Saturday, October 25, 2025

La ligne

 



Depuis 1982, il y a dans l’univers politiques québécois, une ligne. Une ligne, que l’ensemble de la classe politique québécoise semblait implicitement avoir choisi de ne pas franchir.

Cette convention a volé hier en éclats, mardi dernier (21 octobre). Le nouveau chef du Parti libéral du Québec Pablo Rodriguez a affirmé mardi vouloir que le Québec signe « un jour» la Constitution canadienne lors d’une mêlée de presse l’Assemblée nationale. […]) Le chef du PLQ veut que le Québec signe «un jour» la constitution: «Pablo Rodriguez, c’est vraiment une catastrophe»

Dans le cadre de l’émission La Joute sur les ondes de LCN, les panélistes de l’émission se sont arrêtés sur la déclaration du chef du PLQ: «C’est une catastrophe,Pablo Rodriguez, c’est vraiment une catastrophe» a lancé d’emblée Thomas Mulcair. Le panéliste  souligne qu’il est le premier chef à vouloir rouvrir ce dossier: «ni Philippe Couillard, ni Jean Charest et personne d’autre n’a jamais voulu embarquer là-dedans».» (Le chef du PLQ veut que le Québec signe «un jour» la constitutionPablo Rodriguez, c’est vraiment une catastrophe» TVA Nouvelles, 21 octobre).

 

 


 

 

Comment expliquer quePablo Rodriguez ait accepté de franchir cette ligne. Une ligne que Jean Charest, lui aussi produit de l’environnement  fédéral, s’était refusé à franchir cette ligne, même l’ultra fédéraliste Philippe Couillard n’avait pas osé. Une ligne qui visiblement pour Pablo Rodriguez était tracée dans le sable. Confions notre plume à Mathieu Bock-Côté pour tenter de comprendre cette entorse au consensus québécois sur la question de la Constitution canadienne de 1982. «Petit rappel des évènements dans la présente séquence commémorative, ou nous revenons sur les trente ans du référendum volé de 1995, le chef du PLQ a dû présenter la position de son parti sur la question nationale . «On le sait adepte d’un fédéralisme servile , c’est son travail , son métier, peut-être même y voit-il sa vocation,[…] »(Une catastrophe ambulante nommée Pablo Rodriguez, Journal de Montréal, 23 octobre). Rendons à Mathieu ce qui est à Mathieu, et remercions le de nommer ce nouveau stade du fédéralisme canadien allant plus loin encore que le «fédéralisme dominateur» décrit par René Lévesque .

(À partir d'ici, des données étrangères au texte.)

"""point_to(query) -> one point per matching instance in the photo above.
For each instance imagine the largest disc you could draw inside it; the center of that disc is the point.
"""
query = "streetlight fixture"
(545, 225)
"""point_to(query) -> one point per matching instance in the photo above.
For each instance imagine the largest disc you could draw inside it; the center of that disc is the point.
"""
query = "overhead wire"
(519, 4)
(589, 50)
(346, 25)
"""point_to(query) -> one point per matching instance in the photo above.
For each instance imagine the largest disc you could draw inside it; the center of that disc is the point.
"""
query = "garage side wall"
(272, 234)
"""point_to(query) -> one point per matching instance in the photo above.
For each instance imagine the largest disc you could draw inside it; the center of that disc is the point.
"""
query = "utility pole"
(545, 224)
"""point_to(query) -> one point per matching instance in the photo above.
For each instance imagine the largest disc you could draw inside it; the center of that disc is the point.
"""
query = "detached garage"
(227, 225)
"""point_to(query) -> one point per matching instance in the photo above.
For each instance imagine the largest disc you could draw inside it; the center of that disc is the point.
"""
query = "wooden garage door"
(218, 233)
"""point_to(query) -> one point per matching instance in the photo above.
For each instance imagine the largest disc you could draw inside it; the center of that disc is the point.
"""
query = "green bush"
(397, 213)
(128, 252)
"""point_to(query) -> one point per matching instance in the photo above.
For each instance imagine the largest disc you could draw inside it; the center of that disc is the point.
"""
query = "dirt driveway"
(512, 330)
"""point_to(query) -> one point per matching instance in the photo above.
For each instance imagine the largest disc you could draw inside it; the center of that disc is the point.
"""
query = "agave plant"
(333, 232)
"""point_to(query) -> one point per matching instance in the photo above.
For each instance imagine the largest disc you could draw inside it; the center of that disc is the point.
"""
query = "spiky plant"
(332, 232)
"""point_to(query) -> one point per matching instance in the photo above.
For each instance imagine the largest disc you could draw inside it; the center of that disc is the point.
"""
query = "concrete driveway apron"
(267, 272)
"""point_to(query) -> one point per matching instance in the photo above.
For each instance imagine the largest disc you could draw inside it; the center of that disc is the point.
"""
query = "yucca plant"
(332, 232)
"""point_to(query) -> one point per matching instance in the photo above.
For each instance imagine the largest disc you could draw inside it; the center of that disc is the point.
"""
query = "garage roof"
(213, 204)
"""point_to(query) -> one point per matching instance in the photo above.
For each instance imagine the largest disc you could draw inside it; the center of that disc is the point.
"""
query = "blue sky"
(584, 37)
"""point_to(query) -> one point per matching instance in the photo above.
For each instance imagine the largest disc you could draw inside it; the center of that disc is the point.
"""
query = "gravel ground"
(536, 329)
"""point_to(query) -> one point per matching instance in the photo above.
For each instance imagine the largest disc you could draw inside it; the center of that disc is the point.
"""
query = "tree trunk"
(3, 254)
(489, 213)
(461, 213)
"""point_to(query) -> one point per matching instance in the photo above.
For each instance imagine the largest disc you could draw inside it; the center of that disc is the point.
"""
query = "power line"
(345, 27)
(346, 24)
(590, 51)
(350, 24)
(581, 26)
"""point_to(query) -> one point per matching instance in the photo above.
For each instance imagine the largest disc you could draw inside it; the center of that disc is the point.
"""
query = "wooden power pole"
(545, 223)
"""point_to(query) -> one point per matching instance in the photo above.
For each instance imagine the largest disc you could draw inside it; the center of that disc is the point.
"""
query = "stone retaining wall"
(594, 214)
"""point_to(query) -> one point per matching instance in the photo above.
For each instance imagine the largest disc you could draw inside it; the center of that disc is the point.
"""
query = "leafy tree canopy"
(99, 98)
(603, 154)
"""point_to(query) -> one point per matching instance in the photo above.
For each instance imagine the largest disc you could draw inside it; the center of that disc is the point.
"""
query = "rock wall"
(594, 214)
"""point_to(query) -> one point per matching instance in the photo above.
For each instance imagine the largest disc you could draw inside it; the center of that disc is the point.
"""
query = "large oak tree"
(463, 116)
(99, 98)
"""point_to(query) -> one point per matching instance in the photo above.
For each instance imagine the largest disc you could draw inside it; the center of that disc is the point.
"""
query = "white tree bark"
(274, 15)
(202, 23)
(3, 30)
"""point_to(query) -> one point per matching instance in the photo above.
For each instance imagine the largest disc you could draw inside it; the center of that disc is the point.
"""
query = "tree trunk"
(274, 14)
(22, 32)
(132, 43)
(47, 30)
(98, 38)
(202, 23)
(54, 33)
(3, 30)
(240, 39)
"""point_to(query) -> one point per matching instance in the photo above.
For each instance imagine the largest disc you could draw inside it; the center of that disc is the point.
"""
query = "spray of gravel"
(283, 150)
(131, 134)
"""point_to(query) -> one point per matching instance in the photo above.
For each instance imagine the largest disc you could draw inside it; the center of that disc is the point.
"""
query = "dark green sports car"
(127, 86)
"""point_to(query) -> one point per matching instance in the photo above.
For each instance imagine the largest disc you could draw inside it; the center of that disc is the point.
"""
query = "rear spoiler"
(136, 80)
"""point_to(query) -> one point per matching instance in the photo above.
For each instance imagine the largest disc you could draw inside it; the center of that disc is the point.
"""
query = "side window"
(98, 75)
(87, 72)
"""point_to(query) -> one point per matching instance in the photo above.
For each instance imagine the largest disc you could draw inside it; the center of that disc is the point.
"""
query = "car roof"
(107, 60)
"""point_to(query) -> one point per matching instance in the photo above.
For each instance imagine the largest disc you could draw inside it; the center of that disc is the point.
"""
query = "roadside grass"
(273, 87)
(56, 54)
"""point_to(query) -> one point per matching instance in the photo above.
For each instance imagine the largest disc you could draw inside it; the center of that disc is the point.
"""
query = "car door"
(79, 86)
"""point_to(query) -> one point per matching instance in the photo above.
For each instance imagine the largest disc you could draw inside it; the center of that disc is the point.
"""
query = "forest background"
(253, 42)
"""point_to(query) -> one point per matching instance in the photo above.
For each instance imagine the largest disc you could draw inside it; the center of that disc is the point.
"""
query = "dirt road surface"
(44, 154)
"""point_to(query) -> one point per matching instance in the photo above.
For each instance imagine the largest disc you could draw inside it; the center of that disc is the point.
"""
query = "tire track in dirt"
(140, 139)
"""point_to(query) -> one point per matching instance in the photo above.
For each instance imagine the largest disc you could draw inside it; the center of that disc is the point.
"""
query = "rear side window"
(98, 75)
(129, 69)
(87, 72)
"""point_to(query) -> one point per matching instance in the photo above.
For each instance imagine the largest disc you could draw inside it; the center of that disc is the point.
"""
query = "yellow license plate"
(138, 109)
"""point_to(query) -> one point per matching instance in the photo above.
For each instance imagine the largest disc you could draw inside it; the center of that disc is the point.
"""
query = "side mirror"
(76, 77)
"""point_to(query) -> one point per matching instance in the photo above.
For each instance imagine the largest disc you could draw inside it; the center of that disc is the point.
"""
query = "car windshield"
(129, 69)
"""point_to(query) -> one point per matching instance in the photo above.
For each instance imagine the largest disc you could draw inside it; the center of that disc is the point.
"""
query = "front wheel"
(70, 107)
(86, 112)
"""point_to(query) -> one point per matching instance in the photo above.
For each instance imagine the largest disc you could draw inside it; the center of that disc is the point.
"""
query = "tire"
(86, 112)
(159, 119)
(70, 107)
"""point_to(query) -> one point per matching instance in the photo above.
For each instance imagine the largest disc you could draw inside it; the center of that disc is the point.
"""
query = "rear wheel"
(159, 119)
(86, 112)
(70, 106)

Le fédéralisme servile de Pablo Rodriguez comblera l’électorat anglophone du PLQ et la partie la plus colonisée de l’électorat francophone. C’est avec cet homme que le PLQ compte reconquérir l’électorat francophone?:Les bottines de Pablo Rodriguez sont peut-être déjà rendues à Québec, mais le coeur et le cerveau sont demeurés à Ottawa.

Cette déclaration de Pablo Rodriguez montre, si besoin en était, que nous sommes entrés en période pré référendaire. Nous devrons nous y faire et fourbir nos armes.